Silent partnerships form the structural basis of so many hospitality businesses you’d be in danger of thinking they have something going for them. The concept looks quite attractive in theory — find a person with spare money to invest and team up with them.
Maybe you’ve got experience in the industry and a desire to do your own thing. You’ve got great ideas but you haven’t got much money. You’re aware that someone you know has got money and a desire to be ‘involved’ in the industry. On the surface it seems logical that you should get together and live happily ever after.
Partnerships are often dysfunctional
What are your chances of carrying this off? Not too good, actually. In my travels I see far more dysfunctional partnerships than I see workable ones. They’re so easy to get into and so hard to get out of that they suck people in and trap them. If the relationship sours, the person with the experience often can’t raise the money to buy the investor out, and the investor can’t run the business without the experienced operator. Then you have a Mexican standoff.
Expectation of unrealistic profits creates conflict
It usually starts when people go into partnerships with unrealistic expectations. The experienced person often has the outrageous expectation that the silent partner will actually be silent. The silent partner often expects the business to generate 25% profit while allowing them to swan around offering Dom Perignon for all their family and friends. Both parties probably expect to pocket a thousand dollars a week in cash.

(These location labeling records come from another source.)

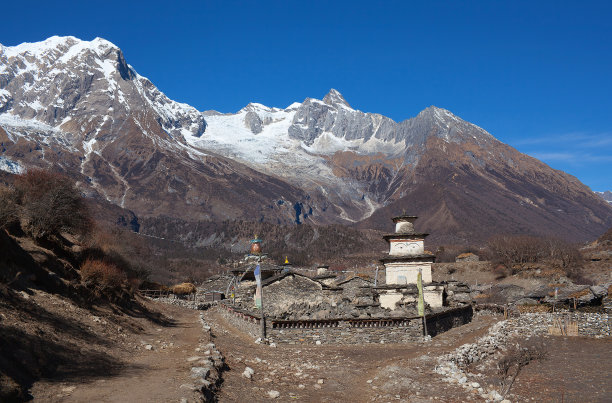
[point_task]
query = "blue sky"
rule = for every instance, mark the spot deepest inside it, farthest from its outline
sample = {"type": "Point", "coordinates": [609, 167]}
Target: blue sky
{"type": "Point", "coordinates": [536, 75]}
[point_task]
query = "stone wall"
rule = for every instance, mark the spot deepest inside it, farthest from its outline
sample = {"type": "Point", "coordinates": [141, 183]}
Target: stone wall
{"type": "Point", "coordinates": [442, 321]}
{"type": "Point", "coordinates": [347, 331]}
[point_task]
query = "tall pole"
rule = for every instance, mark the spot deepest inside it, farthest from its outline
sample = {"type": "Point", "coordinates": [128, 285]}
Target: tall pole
{"type": "Point", "coordinates": [263, 318]}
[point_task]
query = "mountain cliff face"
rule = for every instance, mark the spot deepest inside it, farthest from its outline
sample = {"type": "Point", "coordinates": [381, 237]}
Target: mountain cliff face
{"type": "Point", "coordinates": [78, 106]}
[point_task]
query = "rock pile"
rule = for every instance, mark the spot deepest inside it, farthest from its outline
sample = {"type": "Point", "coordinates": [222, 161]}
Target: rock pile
{"type": "Point", "coordinates": [451, 366]}
{"type": "Point", "coordinates": [198, 305]}
{"type": "Point", "coordinates": [208, 365]}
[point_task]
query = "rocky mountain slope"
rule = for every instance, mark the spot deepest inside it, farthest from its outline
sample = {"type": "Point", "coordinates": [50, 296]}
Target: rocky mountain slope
{"type": "Point", "coordinates": [607, 195]}
{"type": "Point", "coordinates": [78, 106]}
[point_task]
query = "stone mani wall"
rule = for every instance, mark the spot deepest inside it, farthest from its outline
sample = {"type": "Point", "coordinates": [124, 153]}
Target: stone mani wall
{"type": "Point", "coordinates": [348, 331]}
{"type": "Point", "coordinates": [441, 322]}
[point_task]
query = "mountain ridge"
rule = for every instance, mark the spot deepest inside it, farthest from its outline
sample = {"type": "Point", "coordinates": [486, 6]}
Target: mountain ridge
{"type": "Point", "coordinates": [89, 113]}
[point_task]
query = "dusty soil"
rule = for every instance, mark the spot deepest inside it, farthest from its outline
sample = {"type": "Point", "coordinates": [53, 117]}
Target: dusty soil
{"type": "Point", "coordinates": [101, 354]}
{"type": "Point", "coordinates": [576, 369]}
{"type": "Point", "coordinates": [331, 373]}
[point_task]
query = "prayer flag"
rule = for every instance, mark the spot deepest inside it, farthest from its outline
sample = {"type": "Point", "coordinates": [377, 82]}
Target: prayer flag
{"type": "Point", "coordinates": [258, 290]}
{"type": "Point", "coordinates": [421, 302]}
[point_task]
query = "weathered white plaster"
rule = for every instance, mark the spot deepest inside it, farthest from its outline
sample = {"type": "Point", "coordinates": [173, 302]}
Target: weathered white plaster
{"type": "Point", "coordinates": [389, 299]}
{"type": "Point", "coordinates": [433, 295]}
{"type": "Point", "coordinates": [406, 247]}
{"type": "Point", "coordinates": [409, 270]}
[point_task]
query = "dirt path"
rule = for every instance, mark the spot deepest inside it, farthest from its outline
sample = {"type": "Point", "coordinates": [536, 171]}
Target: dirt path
{"type": "Point", "coordinates": [332, 373]}
{"type": "Point", "coordinates": [154, 375]}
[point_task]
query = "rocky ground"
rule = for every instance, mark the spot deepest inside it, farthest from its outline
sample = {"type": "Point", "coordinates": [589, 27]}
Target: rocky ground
{"type": "Point", "coordinates": [108, 356]}
{"type": "Point", "coordinates": [75, 354]}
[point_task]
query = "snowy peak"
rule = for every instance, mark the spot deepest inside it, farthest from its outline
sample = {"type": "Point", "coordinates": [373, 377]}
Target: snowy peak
{"type": "Point", "coordinates": [68, 84]}
{"type": "Point", "coordinates": [334, 98]}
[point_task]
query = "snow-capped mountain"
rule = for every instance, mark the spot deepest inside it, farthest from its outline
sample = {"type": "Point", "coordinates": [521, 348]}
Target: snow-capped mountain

On top of the issue of unreal expectations, partners often end in conflict because they haven’t clearly define their relationship right from the start. In the best of all possible worlds a silent partner should be an arms length investor who takes a gamble on the skills and ideas of the operating partner and backs them ‘for better or for worse’, just like a marriage. Sometimes partnerships even start out with this intention but quickly degenerate into farce when it becomes obvious that the goose that lays golden eggs flew somewhere else.
Many partnerships are formed by people who have never run a business
This is especially relevant when the experienced partner has never run a business before and shares the expectation for a 25% profit. It’s quite common for someone who has only worked as a waiter or cook to have quite unreal ideas about the financial performance of a hospitality business. As soon as it becomes apparent that cashflow or profit is not as much as expected the recriminations begin to fly and the relationship between the partners can deteriorate rapidly.
I don’t think many people would invest in hospitality if they knew the real risks versus the modest potential for profit. It’s too easy for people on the outside of the industry to see those rare high profile industry personalities who seem to be making money and jump to the conclusion that they can do it too. ‘We’ll find somebody who knows what they’re doing, then all we need is a few tables and chairs, we’ll make a fortune . . .’ I could categorise a lot of partnerships as the naive being financed by the gullible.
There is no such thing as a silent partner
A silent partner who refuses to remain silent can also be a major headache. People who put substantial amounts of money into businesses often use the threat of withdrawal of financial support to gain management and artistic control of the business. I’ve seen quite a few cases where the cheque book has been commandeered by the financier and the operator has to go hat in hand to get things paid for—sometimes critical things like the butcher’s and the laundry account (or even our accounts, much to my annoyance).
Beware the partner with a financial background
If the silent partner has a financial background and not much hospitality experience, they are likely to veto any expenditure that will not enhance a balance sheet. Hospitality businesses rely heavily on human interaction for their success and growth. Such necessities as careful recruiting and thorough staff training will often get vetoed in favour of capital expenditure like renovating and decor changes. This is particularly common if the financier has a background in an asset based business such as real estate or property development, as a lot of them do.
Money vs skills
People with money to invest are quite likely to value their contribution way higher than skills or experience. We often have to deal with partnerships with a majority shareholding in the favour of the person with the money. I think that this can be a recipe for disaster — if I was in a partnership with someone who only put money into the relationship, I would want to have the power to veto and make the operational decisions. The problem with this attitude is, given a clear picture of the risks and the reality of the hospitality industry, who’d want to sink any money into it? This is why a lot of potential investors get conned — if you told them the truth they’d run a mile.
The desire for people to get into business for themselves, or to be involved in a high public profile business can be so strong that they see the whole process through rose coloured glasses, then form ill considered relationships with virtually no research. In all the years I’ve been in this business, I’ve only been called on to provide advice to potential business partners once — and after I pointed all the pros and cons out to them, they decided to forget the whole thing and stick to what they were doing. I think I saved them a fortune.